La depressione: un affetto molto umano

In psicoanalisi parliamo più di affetto depressivo che di depressione. La depressione è un affetto perché è intimamente legata al nostro sentire, alla sua gamma di tonalità e sfumature.A rigore dunque non è una malattia ma una possibilità strettamente connessa alla natura umana.

Certo, può finire con l’incistarsi, fino a ridurre le nostre possibilità espressive ad un’unica tinta opaca. Dominando tutta la nostra vita psichica. Impedendo qualsiasi possibilità di vivere, osare, andare avanti.

Non esiste dunque una sola depressione. Varia di intensità, da un leggero sottofondo malinconico a un senso di totale disperazione. Ma varia anche nella durata, può essere intermittente, passeggera o accompagnare incessantemente le nostre giornate.

Vi sono poi soggetti più predisposti a viverla, magari in virtù delle loro prime esperienze di vita. Tuttavia non interessa soltanto una specifica categoria di persone. La sua specificità è quella, pur con le citate differenze di intensità e di durata, di riguardare tutti. Tutti, prima o poi, la incontrano.

Incontriamo la depressione perché siamo strutturalmente fragili, limitati. Freud parlava di Hilflosichkeit, che tradotto in italiano significa “mancanza di aiuto”, inermità. Per il padre della psicoanalisi questa era la condizione nella quale l’uomo veniva al mondo. Solo e senza scuse. Gettato.

La depressione è allora legata allo stato di solitudine radicale dell’essere umano. Che i legami umani possono alleviare, curare ma non eliminare del tutto.

A questo punto si capisce bene perché la depressione si manifesta soprattutto come conseguenza delle perdite. Perdere una persona cara significa vivere di nuovo la sensazione di smarrimento e di insufficienza che la sua presenza teneva lontano. Quando siamo amati, quando viviamo il conforto del legame il senso di solitudine esistenziale, di essere una povera cosa sembra non esistere più. Al suo posto c’è il valore che abbiamo per l’Altro.

Anche perdere un lavoro, una posizione sociale, la salute per via di una malattia ingenerano lo stesso meccanismo. La ferita primordiale si riapre. E una sensazione di insensatezza rischia di trascinarci via.

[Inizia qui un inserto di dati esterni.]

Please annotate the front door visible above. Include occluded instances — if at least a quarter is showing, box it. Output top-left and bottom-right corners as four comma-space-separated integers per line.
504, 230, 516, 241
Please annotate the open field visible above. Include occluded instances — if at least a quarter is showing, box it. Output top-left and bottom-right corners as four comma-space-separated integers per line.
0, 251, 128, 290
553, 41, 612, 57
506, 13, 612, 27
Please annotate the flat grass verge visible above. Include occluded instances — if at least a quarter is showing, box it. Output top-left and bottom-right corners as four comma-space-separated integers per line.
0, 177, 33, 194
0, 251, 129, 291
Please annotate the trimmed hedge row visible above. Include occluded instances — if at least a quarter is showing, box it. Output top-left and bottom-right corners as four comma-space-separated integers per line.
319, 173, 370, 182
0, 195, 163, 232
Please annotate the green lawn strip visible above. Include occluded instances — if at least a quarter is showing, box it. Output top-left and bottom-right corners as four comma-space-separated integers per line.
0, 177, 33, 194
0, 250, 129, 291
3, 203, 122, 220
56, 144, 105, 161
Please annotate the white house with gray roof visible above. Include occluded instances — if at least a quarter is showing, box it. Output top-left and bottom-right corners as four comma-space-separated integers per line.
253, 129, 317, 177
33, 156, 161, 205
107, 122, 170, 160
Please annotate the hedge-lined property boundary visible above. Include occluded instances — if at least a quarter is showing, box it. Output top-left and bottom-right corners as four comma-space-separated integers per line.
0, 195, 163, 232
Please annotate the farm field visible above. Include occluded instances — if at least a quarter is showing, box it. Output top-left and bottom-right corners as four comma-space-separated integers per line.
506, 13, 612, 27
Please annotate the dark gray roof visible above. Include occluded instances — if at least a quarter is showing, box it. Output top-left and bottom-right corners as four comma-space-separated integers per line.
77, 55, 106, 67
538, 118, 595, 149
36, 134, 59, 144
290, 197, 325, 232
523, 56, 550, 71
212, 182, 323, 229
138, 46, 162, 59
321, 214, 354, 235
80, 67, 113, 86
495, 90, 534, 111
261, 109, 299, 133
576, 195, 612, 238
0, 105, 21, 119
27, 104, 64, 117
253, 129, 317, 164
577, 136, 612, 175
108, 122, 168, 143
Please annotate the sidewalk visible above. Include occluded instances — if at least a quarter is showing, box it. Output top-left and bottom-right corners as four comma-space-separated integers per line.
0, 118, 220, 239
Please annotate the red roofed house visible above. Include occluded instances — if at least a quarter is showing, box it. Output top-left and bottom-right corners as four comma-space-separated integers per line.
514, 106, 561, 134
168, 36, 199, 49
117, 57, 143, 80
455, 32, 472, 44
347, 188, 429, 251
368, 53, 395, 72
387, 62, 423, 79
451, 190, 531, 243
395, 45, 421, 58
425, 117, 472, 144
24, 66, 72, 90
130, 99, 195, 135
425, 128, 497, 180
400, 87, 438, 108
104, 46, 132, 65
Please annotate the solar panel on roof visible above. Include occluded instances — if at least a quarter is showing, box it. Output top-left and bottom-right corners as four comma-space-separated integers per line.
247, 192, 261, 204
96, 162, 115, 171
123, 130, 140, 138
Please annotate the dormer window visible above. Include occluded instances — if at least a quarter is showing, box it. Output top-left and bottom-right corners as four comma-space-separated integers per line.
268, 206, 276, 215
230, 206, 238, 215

Nelle grandi città, come ad esempio Milano, questo fenomeno è amplificato per via della precarietà dei legami e dell’esposizione conseguente alla solitudine. Uno psicologo a Milano può allora fare molto, riflettere su questi temi ha un potere terapeutico fortissimo. Spinge verso l’integrazione ed accettazione della nostra vera natura, quella autentica. Aiuta a capire cosa ci succede quando la depressione bussa alla nostra porta. Rendendola così un po’ più tollerabile.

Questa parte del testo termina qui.